We’ve regularly observed that corporate profit margins (and economy-wide, profits as a share of GDP) have a strong tendency to “mean revert” over time – specifically, elevated profit margins are associated with unusually weak earnings growth over the following 5-year period, and depressed profit margins are associated with unusually strong earnings growth over that horizon (see last week’s comment, A False Sense of Security ). Notably, the ratio of corporate profits to GDP is presently nearly 70% above its historical norm. Of course, the most common valuation methods used by Wall Street analysts (whether they use the “Fed model” or “forward operating earnings times arbitrary P/E multiple”) rely almost exclusively on estimates of year ahead earnings. Embedded in these toy models is the quiet assumption that current profit margins will be sustained indefinitely.

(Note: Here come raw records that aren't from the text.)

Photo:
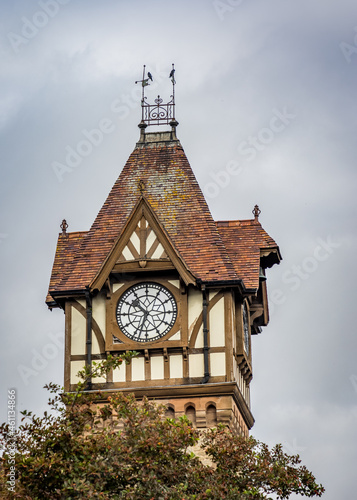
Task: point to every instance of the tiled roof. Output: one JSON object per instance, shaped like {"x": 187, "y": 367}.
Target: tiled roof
{"x": 160, "y": 172}
{"x": 67, "y": 246}
{"x": 245, "y": 240}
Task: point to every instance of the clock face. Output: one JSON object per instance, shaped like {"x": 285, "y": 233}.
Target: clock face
{"x": 246, "y": 329}
{"x": 146, "y": 312}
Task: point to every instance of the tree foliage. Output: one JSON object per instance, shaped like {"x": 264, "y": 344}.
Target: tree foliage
{"x": 118, "y": 448}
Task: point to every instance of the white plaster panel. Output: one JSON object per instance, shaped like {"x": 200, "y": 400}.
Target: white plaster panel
{"x": 150, "y": 240}
{"x": 194, "y": 308}
{"x": 135, "y": 241}
{"x": 158, "y": 252}
{"x": 75, "y": 367}
{"x": 78, "y": 334}
{"x": 95, "y": 345}
{"x": 199, "y": 340}
{"x": 116, "y": 286}
{"x": 99, "y": 315}
{"x": 137, "y": 369}
{"x": 196, "y": 365}
{"x": 119, "y": 373}
{"x": 127, "y": 254}
{"x": 157, "y": 367}
{"x": 176, "y": 367}
{"x": 218, "y": 364}
{"x": 177, "y": 336}
{"x": 216, "y": 324}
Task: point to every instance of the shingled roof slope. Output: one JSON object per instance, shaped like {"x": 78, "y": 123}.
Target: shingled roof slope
{"x": 67, "y": 247}
{"x": 159, "y": 171}
{"x": 244, "y": 241}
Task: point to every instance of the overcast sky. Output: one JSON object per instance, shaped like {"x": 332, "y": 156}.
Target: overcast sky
{"x": 266, "y": 101}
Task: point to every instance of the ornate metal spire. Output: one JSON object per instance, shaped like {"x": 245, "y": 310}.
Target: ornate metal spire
{"x": 159, "y": 113}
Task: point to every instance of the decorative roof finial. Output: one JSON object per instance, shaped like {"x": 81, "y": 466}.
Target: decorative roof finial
{"x": 256, "y": 212}
{"x": 141, "y": 186}
{"x": 159, "y": 113}
{"x": 64, "y": 226}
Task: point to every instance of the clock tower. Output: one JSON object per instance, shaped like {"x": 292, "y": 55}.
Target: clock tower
{"x": 156, "y": 274}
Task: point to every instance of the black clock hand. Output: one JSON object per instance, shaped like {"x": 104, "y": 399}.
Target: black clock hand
{"x": 142, "y": 324}
{"x": 136, "y": 303}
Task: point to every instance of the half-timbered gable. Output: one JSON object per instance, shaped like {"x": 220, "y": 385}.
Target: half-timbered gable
{"x": 156, "y": 274}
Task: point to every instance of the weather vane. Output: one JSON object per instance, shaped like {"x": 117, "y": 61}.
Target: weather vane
{"x": 159, "y": 113}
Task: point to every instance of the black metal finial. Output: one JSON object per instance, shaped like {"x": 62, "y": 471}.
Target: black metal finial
{"x": 256, "y": 212}
{"x": 159, "y": 113}
{"x": 64, "y": 226}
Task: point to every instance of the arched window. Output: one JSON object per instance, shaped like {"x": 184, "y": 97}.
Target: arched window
{"x": 191, "y": 414}
{"x": 211, "y": 416}
{"x": 170, "y": 412}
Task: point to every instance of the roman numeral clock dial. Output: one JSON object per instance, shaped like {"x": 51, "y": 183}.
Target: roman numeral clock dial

By contrast, a wide range of measures that use “normalized” fundamentals of one form or another are extraordinarily stretched. Andrew Smithers recently took note of the elevated levels of cyclically adjusted P/E ratios and price to replacement cost (“q”) and observed “As of 8th March, 2012, with the S&P 500 at 1365.9 , the overvaluation by the relevant measures was 48% for non-financials and 66% for quoted shares. Although the overvaluation of the stock market is well short of the extremes reached at the year ends of 1929 and 1999, it has reached the other previous peaks of 1906, 1936 and 1968.”

At 1400 on the S&P 500, the market’s overvaluation has now reached 70% on these measures, which have a far stronger correlation with subsequent market returns than the Fed Model or other unadjusted methods using forward operating earnings. This is particularly true over horizons of 4 years or longer. As a side note, since the reliance on forward operating earnings is now an established Wall Street practice, Valuing the S&P 500 Using Forward Operating Earnings details how to improve the reliability of market valuations based on these figures.

We presently estimate a nominal total return on the S&P 500 averaging 4.1% annually over the coming decade. This modestly exceeds the yield available on a 10-year Treasury, but by a small margin that – outside the late 1990’s bubble period – has previously been seen only during the two-year period approaching the 1929 peak, between 1968-1972 (which was finally cleared by the 73-74 market plunge), and briefly in 1987, before the crash of that year.